As to miRNAs analysis, 21 known miRNAs and 2 novel miRNAs were found to have significantly different expression between anagen and telogen. Among them, 8 miRNAs were down-regulated and 15 miRNAs were up-regulated compared with telogen (Additional file 9). Among these miRNAs, miR-214-3p, miR-196a and miR-34c-5p had been reported with HF development and cycling functions [20, 24, 32].
To confirm the expression patterns of the genes, we randomly selected 5 lncRNAs, 6 mRNAs and 5 miRNAs and validated their expression patterns using quantitative real-time PCR (qRT-PCR). The results were in concordance with the RNA-seq data, suggesting that the expression patterns based on RNA-seq data were reliable (Fig. 3).
KEGG analysis of DEGs
KEGG analysis predicted that the DEGs were enriched in 274 pathways. The top 20 KEGG pathways with the highest representation of DEGs are shown in Fig. 4. Among the identified KEGG pathways, some belonged to conventional pathways associated with HF cycling, such as the WNT signaling pathway, ECM-receptor interaction, TGF-β signaling pathway and VEGF signaling pathway. However, the oxidative phosphorylation pathway, proteasome pathway, metabolic pathway and lysine degradation pathways were up regulated, therefore may play an important role in HF cycling.
The cis and trans role of lncRNAs in target genes
To investigate the function of lncRNAs, the potential targets of lncRNAs in cis and trans were predicted. For the cis action of lncRNAs, we searched for protein-coding genes 100 kb upstream and downstream of the lncRNAs (Additional file 10). Interestingly, we detected HF cycling related genes such as WNT3A, HOXC13 and MSX2 which were located near the LNC_000972, LNC_000503 and LNC_000881 loci respectively (Table 1), suggesting that HF cycling may be regulated by the action of lncRNAs on neighboring protein-coding genes. On the other hand, the trans role of 1108 lncRNAs in protein-coding genes was examined based on its expression correlation coefficient (Pearson correlation ≥0.95 or ≤ −0.95) (Additional file 11). As a result, we found that the genes related with HF biology might be targeted by a few lncRNAs (Table 1). Moreover, some lncRNAs, like lnc_000123, lnc_000188 and lnc_000203, target multiple KRTs and KAPs, which suggested their potential function on keratin regulation. Specifically, Lnc_000123 targeted APC, CTNNB1, NFATC1 and FZD1 (Fig. 5a), and lnc_001048 targeted BMPR1A, SMAD1, SMAD6, SMAD7 and TMEFF1 (Fig. 5b), which indicated that they might participate in the WNT or BMP/TGFβ pathways, respectively.
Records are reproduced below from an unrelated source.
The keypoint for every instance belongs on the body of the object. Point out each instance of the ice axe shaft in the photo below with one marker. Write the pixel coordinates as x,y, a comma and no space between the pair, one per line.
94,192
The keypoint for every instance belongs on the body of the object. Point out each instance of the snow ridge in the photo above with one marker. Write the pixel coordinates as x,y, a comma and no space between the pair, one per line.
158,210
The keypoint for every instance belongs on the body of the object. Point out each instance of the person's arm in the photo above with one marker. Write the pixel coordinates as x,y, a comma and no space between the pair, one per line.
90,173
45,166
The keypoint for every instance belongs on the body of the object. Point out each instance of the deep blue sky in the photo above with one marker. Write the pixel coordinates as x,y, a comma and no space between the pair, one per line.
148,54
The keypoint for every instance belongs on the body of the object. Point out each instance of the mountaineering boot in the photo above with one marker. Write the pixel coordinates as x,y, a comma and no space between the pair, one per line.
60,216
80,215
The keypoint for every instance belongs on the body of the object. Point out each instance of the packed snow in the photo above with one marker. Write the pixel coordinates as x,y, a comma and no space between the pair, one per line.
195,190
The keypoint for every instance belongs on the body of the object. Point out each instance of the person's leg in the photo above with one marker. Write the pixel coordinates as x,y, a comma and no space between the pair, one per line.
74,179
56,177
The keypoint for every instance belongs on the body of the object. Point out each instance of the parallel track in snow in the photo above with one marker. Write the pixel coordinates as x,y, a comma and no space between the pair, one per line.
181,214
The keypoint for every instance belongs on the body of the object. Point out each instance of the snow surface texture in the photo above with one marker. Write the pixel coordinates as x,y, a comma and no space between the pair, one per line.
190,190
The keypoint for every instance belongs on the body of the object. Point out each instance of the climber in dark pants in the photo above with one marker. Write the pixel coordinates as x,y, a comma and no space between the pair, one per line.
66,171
To further ascertain lncRNA-protein coding gene pairs belonging to both co-localization (cis action) and expression correlation (trans action) relationships, detailed examination was conducted. Eighty-four lncRNA-protein coding gene pairs that fulfilled these criteria were identified (Additional file 12). This finding suggested that lncRNAs act on their neighboring protein-coding genes to regulate gene expression.
lncRNA as the precursor of miRNA and competing endogenous RNA (ceRNA)
LncRNAs can be small RNA precursors and can also negatively regulate miRNA maturation . When the lncRNA and miRNA sequencing data was combined, all the lncRNAs overlapped precursors of miRNAs from genome-wide miRNA predictions. We found 12 lncRNAs that were possible precursors of 11 miRNAs (Additional file 13).
It has been shown that lncRNAs function as ceRNAs by binding to and sequestering specific miRNAs in both plants and animals , and some miRNAs have been reported to regulate HF development and cycling. We predicted lncRNA that might act as ceRNAs using strict rules (see Methods). It showed that some lncRNAs could bind to specific miRNAs that related to HF cycling to protect the target mRNAs from repression and thus play an important role in HF biology as ceRNAs, such as miR-34a-lnc_000181-GATA3 and miR-214-3p-lnc_000344-SMAD3 ceRNA networks (Fig. 6). Lnc_000181 and lnc_000344 serve as ceRNAs to upregulate GATA3 and SMAD3, respectively. The entire results were shown in Additional file 14.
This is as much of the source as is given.